Junior Honors Tutorial – Shakespeare and Film

This honors course would concentrate on intensive study of the issues of adaptation and appropriation in various kinds of films based on plays by Shakespeare. It is a course that provides a more advanced and intensive study of Shakespearean films that is possible in English 366, a large-enrollment course for non-majors on this topic. Students who did not take that course can use this seminar as a more-intensive introduction to the material, while those who did take it could benefit from the most advance level of this course, and there would be little overlap in the films selected or the reading assigned. Using two recent books on this topic, we would concentrate on the work of several major kinds of interpretation of Shakespeare that have appeared recently on film. The class would study four plays as a group before branching out into more diverse investigations of films selected by the students. These films would ultimately be the subjects of research papers, and the latter part of the course would stress techniques of research.

The four beginning films, chosen in part to emphasize various styles of adaptations, are Julie Taymor’s TITUS, a brilliant staging based on an earlier theatrical production, Kenneth Branagh’s ALL’S WELL THAT ENDS WELL, an adventurous musical version of the comedy that shifts its setting to 1939, Michael Almerayda’s HAMLET, a grim modern American setting of the tragedy, together with Akita Kurosawa’s version, THE BAD SLEEP WELL, a more extreme rewriting of the play that also places it in the modern corporate world. Students would be expected to read these plays and to have a good command of their styles, ideas, and theatrical effects. The other play I would consider including is THE TEMPEST, especially if the new version filmed in Hawai`i with Helen Mirren is available. It is due for release in 2010. We already have two very imaginative versions of the play, neither very close to the original as it is usually mounted in theatres, one by Derek Jarman, a celebration of gay themes, another by Peter Greenaway,  a lavish, mannered transmutation of the play into a meditation on the power of words.
            
The diverse styles of these films, and their very different kinds of relationships to the original texts of Shakespeare’s play, will allow us to explore some the problems associated with terms like “appropriation” and “adaptation.” To what extent do the films seek to use Shakespeare’s prestige to give allure to these productions? Some plays are well known as monuments of the canon, while others are obscure. Some seem to be close to the original, maintaining much original dialogue for example. Others are so remote that they are close to parody, offering radically different approaches that seem to satirize aspects of Shakespeare’s original. I am currently teaching a graduate course that examines issues of adaptation and appropriation in the plays of Marlowe, Shakespeare, Davenant, and Dryden. The questions that emerge in these early examples of imitation, parody, adaptation, and appropriation are actually quite close to those that are raised in discussions of Shakespearean films.

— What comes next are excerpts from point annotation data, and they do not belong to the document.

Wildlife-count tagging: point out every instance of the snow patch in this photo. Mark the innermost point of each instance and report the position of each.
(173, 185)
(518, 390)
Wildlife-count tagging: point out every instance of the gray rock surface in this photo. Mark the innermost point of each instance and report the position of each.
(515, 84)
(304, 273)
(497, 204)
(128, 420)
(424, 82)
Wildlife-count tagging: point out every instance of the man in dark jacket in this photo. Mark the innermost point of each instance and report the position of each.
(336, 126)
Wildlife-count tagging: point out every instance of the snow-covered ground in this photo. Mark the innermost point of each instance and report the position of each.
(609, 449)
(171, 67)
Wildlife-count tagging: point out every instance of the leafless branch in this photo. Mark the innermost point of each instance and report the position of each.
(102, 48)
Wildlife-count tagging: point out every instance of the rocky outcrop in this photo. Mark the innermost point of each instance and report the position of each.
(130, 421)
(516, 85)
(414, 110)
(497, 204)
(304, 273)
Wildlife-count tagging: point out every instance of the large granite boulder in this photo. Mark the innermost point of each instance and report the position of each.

The required reading list includes the texts of the selected plays and the following critical works:

SHAKESPEARE AND FILM, ed. Samuel Crowl (Norton, 2008). This introductory book includes valuable chapters on basic filmic techniques as well as good accounts of major directors who have defined the history of Shakespeare on film, including Olivier, Wells, Kozintsev, Kurosawa, Branagh, and Zeffirelli.

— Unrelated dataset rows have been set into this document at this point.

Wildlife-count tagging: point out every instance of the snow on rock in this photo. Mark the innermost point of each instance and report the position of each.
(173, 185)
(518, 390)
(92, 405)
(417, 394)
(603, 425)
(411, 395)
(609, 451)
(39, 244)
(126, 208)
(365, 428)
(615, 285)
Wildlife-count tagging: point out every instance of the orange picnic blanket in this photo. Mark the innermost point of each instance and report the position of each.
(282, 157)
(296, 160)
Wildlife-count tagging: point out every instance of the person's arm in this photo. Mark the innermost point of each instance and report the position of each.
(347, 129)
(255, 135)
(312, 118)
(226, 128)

SHAKESPEARE ON FILM, by Judith Buchanan (Pearson/Longman, 2005). This volume has useful accounts of early films based on Shakespeare, including some silent films that are now available on DVD. It also has useful chapters on Kurosawa’s three Shakespearean films, recent American Shakespearean “spin-offs” such as O (a high-school basketball setting of OTHELLO), and FORBIDDEN PLANET (a sci-fi TEMPEST). There are useful accounts of Branagh’s films and of the various versions of THE TEMPEST, a very difficult play to stage and, now, one full of interesting interpretive landmines.

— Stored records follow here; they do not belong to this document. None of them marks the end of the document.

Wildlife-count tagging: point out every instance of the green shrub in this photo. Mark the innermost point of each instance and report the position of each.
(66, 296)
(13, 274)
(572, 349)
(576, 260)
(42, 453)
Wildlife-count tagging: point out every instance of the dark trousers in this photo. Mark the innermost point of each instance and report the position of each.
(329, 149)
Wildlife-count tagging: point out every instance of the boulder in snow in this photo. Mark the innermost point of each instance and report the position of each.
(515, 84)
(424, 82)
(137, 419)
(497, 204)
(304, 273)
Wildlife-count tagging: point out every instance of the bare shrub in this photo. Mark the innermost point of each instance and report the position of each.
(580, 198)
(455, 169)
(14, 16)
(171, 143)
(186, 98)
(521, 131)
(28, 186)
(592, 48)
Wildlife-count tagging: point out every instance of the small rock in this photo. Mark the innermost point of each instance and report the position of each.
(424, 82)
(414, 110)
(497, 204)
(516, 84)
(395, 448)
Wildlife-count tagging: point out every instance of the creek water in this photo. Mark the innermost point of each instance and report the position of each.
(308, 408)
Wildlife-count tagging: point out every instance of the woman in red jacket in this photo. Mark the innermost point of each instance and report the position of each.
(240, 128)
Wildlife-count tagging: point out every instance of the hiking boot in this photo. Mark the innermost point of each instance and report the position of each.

Students will be asked to create weekly reports on different aspects of the films and readings assigned for everyone to read. In the second part of the seminar, students will report to the class on an additional films based on one of the common texts. This report should include selections from the film discussed for the class to examine. In the final part of the course, students will concentrate on individually-chosen projects involving Shakespearean films.